# Coachman Waterworks Board Utilities Panel



## Deneen Whitaker

My husband and I bought a used 2009 Coachman Dream-catcher. The water manifold was busted - so we ordered a new one. Husband used old one to put all piping where it belongs. Unfortunately he did not mark where the 3 (I think) hoses connect to. He has everything back together but we can not get fresh water tank to fill so he assumes that he has it hooked up wrong. Does anyone have a Coachman with this type water control panel that could remove panel and take a picture of connections and emai to me so that we can get it put back together correctly?
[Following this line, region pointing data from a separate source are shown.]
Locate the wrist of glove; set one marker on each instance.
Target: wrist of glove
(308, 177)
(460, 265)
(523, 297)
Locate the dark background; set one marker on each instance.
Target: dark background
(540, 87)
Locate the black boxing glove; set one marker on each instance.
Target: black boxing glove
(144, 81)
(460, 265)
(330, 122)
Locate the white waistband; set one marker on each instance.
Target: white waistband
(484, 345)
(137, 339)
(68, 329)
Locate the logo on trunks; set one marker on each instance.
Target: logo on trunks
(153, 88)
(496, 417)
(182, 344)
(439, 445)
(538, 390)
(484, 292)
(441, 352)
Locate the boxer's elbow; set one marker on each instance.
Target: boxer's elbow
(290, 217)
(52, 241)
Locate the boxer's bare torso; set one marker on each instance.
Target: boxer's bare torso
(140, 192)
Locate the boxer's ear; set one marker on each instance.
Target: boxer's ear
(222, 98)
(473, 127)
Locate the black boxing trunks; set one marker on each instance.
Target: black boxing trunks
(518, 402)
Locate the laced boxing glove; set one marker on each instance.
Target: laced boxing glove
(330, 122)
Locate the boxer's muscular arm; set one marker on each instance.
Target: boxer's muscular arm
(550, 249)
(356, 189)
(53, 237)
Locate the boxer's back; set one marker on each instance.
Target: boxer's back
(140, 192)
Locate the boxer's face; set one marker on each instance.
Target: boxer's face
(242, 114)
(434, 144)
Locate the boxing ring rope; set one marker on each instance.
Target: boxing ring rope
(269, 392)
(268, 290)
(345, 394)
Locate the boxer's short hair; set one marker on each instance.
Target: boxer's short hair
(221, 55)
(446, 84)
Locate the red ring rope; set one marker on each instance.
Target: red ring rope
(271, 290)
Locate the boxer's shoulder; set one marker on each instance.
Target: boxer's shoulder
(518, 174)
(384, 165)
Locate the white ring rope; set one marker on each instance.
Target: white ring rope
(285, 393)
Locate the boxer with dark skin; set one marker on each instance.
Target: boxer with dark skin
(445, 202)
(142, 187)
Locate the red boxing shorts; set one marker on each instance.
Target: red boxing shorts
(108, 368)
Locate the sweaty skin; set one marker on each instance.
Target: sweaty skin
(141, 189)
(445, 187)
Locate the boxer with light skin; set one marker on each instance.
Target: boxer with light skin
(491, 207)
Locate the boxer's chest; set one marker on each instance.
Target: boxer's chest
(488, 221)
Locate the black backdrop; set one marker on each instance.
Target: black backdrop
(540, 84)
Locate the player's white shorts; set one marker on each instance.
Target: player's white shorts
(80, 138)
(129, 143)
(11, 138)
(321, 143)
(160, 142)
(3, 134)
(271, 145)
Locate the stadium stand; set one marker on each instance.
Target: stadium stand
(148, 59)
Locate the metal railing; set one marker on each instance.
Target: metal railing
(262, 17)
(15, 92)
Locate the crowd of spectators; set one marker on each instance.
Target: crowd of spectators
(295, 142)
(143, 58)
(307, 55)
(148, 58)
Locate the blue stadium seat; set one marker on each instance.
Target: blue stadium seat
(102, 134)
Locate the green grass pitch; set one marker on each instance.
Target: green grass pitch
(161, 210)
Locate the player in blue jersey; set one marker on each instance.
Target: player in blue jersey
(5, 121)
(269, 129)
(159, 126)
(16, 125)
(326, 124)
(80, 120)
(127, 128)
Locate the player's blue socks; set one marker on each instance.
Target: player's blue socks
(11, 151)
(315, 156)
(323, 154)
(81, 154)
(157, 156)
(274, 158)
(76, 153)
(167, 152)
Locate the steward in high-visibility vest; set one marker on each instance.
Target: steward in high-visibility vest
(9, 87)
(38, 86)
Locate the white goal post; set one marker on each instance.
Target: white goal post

I have searched the web - no help.


----------



## C Nash

Sorry I don't have a Coachman so no help.  Is the water manifold you are speaking of a water valve?  Is it located where the shore water supply connects to the Coach?


----------



## Deneen Whitaker

It is where the water hose connects to the camper....it has several settings - like this - 


connects to back of this

I know he got all the connections back on valve correctly because it took them off old valve and put on new valve at same time - but there are 3 hoses that run from all the pipes that connect to valve then connect to other hoses in camper - one is the flush for black water tank - we is to run off city water - we assume the other is tank fill - but not matter how he connects it - we can  not get tank to fill.  That is our problem.  Not a problem as long as we have hook ups - but most of our camping will be at deer lease and we have no water supply - have to take it with us.  Any suggestions would help....


----------



## C Nash

Short of just tracing out where the water lines go I am no help.  Where does the water go when on fill?  Should be able to hear where it goes.  Do you have a place to fill the tank without going thru the valve.  I know my HR has the valve but also a fill door for fresh water tank.  Have you tried contacting Coachman?


----------



## Deneen Whitaker

I have not  found a separate tank fill other than just the one that goes through the valve.  I took your advice and found Coachman Website and sent them an email.  Maybe they will be able to help.  Thank you for trying to help!


----------



## C Nash

No problem Deneen just wish I could have been able to tell you exactly what to do


----------